The Reserve Bank’s most senior officials yesterday made a more coherent case for the Australian economy than any we’ve heard from politicians recently.
One of the more bizarre moments in recent economic history occurred yesterday, when a couple of mild-mannered, understated econocrats provided the most articulate argument we have heard for quite a while for the country and its business leaders to indulge in a bit of risk-taking.
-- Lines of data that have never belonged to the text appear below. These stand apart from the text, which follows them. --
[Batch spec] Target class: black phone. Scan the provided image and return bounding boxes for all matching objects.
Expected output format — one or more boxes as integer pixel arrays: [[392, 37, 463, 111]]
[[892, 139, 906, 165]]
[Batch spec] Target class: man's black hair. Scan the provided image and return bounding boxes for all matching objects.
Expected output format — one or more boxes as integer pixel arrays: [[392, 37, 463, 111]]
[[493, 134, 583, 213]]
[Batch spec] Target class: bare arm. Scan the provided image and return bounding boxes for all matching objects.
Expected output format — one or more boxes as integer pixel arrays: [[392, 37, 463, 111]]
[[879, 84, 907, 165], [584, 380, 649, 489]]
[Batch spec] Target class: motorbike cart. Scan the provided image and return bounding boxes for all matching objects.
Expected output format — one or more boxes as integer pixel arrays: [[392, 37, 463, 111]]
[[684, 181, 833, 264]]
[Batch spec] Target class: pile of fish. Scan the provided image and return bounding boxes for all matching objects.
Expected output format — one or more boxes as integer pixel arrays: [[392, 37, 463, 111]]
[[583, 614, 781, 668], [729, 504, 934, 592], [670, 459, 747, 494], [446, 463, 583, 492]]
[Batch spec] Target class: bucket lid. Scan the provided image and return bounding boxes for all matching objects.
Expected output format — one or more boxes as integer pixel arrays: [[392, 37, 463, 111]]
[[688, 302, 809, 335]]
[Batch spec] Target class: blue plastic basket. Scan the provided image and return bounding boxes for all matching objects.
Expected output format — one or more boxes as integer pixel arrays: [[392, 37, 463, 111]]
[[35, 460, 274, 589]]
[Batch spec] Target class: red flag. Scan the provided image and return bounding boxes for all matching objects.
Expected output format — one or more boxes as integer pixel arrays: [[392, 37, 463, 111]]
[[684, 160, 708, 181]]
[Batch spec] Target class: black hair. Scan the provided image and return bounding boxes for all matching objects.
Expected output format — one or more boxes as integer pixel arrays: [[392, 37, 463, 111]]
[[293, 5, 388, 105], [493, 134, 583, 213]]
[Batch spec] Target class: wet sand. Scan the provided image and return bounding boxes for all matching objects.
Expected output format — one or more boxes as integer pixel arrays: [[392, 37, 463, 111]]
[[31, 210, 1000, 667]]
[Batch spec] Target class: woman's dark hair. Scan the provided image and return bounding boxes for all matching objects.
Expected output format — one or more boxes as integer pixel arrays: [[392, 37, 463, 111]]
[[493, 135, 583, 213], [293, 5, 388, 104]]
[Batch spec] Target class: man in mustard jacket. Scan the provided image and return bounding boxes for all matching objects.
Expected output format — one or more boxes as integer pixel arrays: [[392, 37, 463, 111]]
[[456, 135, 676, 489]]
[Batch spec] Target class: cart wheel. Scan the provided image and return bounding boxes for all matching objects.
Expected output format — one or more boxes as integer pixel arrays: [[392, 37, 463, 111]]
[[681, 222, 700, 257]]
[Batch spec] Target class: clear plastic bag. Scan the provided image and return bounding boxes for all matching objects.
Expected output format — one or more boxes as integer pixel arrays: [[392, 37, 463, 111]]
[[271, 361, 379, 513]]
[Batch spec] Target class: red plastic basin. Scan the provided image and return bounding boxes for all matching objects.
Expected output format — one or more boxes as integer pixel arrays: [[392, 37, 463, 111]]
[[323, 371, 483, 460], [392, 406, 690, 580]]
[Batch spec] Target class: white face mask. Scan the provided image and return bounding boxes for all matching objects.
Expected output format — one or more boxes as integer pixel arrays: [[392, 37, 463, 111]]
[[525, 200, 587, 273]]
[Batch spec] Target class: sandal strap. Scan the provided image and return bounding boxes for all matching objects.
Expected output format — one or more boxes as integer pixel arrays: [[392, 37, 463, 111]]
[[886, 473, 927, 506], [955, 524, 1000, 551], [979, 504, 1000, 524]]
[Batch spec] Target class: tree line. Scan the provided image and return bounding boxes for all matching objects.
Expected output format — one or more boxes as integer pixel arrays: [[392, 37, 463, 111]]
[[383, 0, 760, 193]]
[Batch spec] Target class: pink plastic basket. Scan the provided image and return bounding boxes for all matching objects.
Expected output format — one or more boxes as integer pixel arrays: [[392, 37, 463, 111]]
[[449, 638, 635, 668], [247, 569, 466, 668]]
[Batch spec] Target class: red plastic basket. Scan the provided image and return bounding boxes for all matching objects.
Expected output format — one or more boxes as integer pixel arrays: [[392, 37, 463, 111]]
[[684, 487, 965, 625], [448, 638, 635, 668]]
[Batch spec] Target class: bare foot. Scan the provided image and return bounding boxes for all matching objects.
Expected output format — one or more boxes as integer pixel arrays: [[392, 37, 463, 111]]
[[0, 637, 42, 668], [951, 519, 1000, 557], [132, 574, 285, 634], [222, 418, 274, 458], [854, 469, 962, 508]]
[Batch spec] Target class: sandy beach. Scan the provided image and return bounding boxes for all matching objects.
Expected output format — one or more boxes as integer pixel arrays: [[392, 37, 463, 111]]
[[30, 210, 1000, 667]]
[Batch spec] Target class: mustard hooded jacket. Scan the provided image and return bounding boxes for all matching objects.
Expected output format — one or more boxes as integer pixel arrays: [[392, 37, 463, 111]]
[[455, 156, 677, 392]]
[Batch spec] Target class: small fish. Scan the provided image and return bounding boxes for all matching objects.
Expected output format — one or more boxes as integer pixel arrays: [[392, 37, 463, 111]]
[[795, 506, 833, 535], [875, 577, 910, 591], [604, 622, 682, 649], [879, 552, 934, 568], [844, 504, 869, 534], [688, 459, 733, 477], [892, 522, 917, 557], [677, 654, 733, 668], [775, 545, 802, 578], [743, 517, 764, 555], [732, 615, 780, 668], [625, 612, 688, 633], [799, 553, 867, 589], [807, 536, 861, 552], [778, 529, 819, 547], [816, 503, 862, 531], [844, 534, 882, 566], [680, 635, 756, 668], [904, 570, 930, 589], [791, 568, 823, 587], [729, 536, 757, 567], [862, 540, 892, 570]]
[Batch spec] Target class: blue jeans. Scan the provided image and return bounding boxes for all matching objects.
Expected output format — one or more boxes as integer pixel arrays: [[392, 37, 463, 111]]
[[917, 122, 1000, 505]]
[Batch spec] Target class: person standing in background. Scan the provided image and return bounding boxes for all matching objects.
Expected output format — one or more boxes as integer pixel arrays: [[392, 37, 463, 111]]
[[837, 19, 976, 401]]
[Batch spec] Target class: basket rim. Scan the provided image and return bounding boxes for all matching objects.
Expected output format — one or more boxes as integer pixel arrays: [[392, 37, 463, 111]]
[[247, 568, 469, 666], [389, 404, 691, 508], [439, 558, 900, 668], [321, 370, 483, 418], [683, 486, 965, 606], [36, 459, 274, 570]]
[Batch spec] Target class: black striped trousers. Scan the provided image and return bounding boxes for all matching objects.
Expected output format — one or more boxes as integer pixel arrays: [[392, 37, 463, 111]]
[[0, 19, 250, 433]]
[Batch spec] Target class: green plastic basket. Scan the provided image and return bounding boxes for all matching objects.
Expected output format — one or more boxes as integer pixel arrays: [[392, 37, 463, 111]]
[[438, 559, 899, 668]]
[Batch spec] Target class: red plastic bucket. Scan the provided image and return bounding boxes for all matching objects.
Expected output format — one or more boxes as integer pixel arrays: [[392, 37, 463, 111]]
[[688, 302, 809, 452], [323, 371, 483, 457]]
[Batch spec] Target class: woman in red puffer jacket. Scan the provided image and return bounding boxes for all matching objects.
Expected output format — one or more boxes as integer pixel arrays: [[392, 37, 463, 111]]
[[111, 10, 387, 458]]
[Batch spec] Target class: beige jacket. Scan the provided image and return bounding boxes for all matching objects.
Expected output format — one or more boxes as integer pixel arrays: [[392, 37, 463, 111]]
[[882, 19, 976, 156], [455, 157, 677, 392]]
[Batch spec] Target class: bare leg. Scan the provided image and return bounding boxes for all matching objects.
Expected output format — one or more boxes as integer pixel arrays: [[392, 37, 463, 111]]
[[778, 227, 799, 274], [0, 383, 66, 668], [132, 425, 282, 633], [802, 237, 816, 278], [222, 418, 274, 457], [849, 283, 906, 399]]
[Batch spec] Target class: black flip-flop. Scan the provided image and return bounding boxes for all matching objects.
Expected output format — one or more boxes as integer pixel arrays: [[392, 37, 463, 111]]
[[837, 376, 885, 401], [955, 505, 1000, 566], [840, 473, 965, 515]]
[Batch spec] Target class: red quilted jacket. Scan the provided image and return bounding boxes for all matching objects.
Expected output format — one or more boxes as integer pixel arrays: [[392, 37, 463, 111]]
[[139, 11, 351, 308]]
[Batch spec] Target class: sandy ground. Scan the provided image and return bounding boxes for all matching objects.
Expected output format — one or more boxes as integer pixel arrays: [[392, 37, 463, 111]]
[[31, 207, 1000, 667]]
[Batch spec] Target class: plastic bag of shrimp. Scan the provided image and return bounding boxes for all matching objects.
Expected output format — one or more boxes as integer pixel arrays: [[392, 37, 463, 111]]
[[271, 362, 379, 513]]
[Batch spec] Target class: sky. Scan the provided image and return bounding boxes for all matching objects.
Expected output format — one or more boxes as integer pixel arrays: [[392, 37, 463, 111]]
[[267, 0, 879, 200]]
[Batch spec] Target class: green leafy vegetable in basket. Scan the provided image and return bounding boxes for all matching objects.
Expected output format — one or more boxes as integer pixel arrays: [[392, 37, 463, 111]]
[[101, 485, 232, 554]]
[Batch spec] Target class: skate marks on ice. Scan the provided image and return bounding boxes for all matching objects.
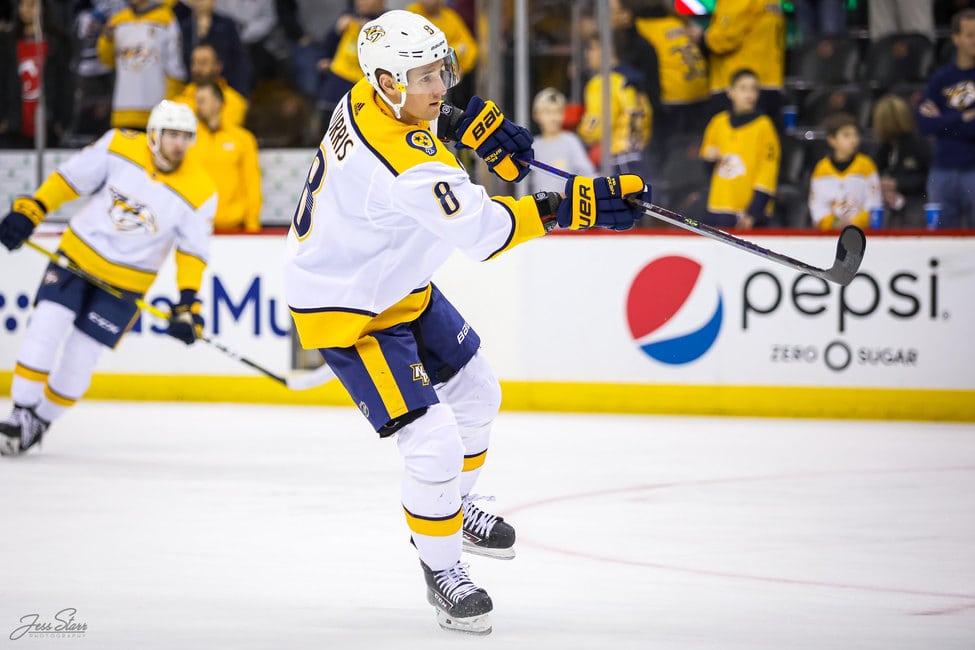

In their regular appearance before the House of Representatives Standing Committee on Economics yesterday in Brisbane, Reserve Bank Governor Glenn Stevens, and his deputy, Phil Lowe, dwelt on the need for greater risk-taking by Australian business. Stevens had bemoaned the lack of “animal spirits” in the economy earlier in the year and he returned to that theme yesterday, telling the Committee that monetary easing had done all it could to fuel growth in Australia and help engineer the transition away from reliance on mining investment:
“I think we need this environment where there is more confidence to move ahead. I cannot make that happen. I have allowed the horse to come to the water of cheap funding. I cannot make it drink. I think it is a question for legislatures, governments and political leadership on all sides to think about what conduct, what measures and what ways of doing things help to create that confidence, though I am not pretending that you have a magic wand, either… You can’t make people be confident, I certainly can’t make them, and it isn’t that I’m unwilling to consider lower rates.”
But it was Lowe who best articulated an economic vision for Australia (as Michael Pascoe observed at Fairfax). Lowe was almost passionate about painting his picture of the Australian economy in the future.”[M]onetary policy can’t be the engine of growth in the economy,” he told the Committee. “We can help smooth out the fluctuations, we can’t in the end drive the overall growth in the economy.”
“Australia is going to be a high wages, high-productivity, high-value added economy — that’s where we want to be, that’s where we could be, that’s where we should be. If we’re going to find ourselves in that position and sustain ourselves there, then people need to be able to take risks, they need to be able to be rewarded for risks and we need to innovate to find new ways of doing things better…risk taking, education, infrastructure, they’re the things that are going to help us be a high wage, high productivity, high value added economy.”
Contrast their urgings with the talk from the government (until a few days ago) of budget and debt emergencies — the need to cut, the need to punish the less well off. And consider the recent “national champions” effort of new Business Council head, Catherine Livingstone, arguing that government policy should create national champions and set a national direction for economic growth. That it should be bureaucrats, rather than politicians (and politicians close to business, better yet) or business itself outlining the most coherent economic vision says much for the standard of public economic debate currently.
Stevens’ comments on the Australian dollar were also noteworthy. He made this observation:
”There was a point when the exchange rate was much higher than it is now where I thought about it seriously, but then the exchange rate went down and we have not revisited that level. I am, I suppose, trying to strike the right balance between a decision which has certain risks with public money and the needs of the economy, and weighing those things. I think that is what we have to try to do. What we have said is we certainly do not rule out the possibility of intervention under some circumstances.”
Stevens could be referring to July and August 2011, when the currency was around US$1.09 and over US$1.10 for several days and looked like staying there; or from mid 2013 to around last December when the currency remained above 92-93 US cents, occasionally pushing above 96 US cents, despite several attempts of trying to talk the currency down.
According to Stevens’ repeated statements, central bank governors don’t normally talk about intervening to change the value of the dollar — it is supposed to be a surprise, and you only get one chance to have an impact before the market (with much more money) starts calling the bank’s bluff. In an interview with The Australian Financial Review late last year, Stevens nominated 85 US cents as an appropriate price level for the currency, rather than above 90 US cents or parity. The dollar dipped accordingly — though only briefly.
But as Stevens noted to the committee, he doesn’t much like the idea of direct intervention — when the RBA has to sell high yielding Australian dollars for a lower yielding foreign asset like the US dollar, thereby using public (taxpayers’) money. He seemed to be indicating that he came very close to doing just that, stepping into the currency market to try drive the dollar lower.
The last intervention by the RBA was during the height of the GFC when the value of the currency plunged sharply in a couple of days. The RBA bought and sold dollars on the way down to try and slow the currency’s plunge and avoid a nasty and damaging overshoot to well below 50 US cents. Yesterday’s remarks reflect how seriously the Bank takes the ongoing issue of what it sees as an overvalued dollar.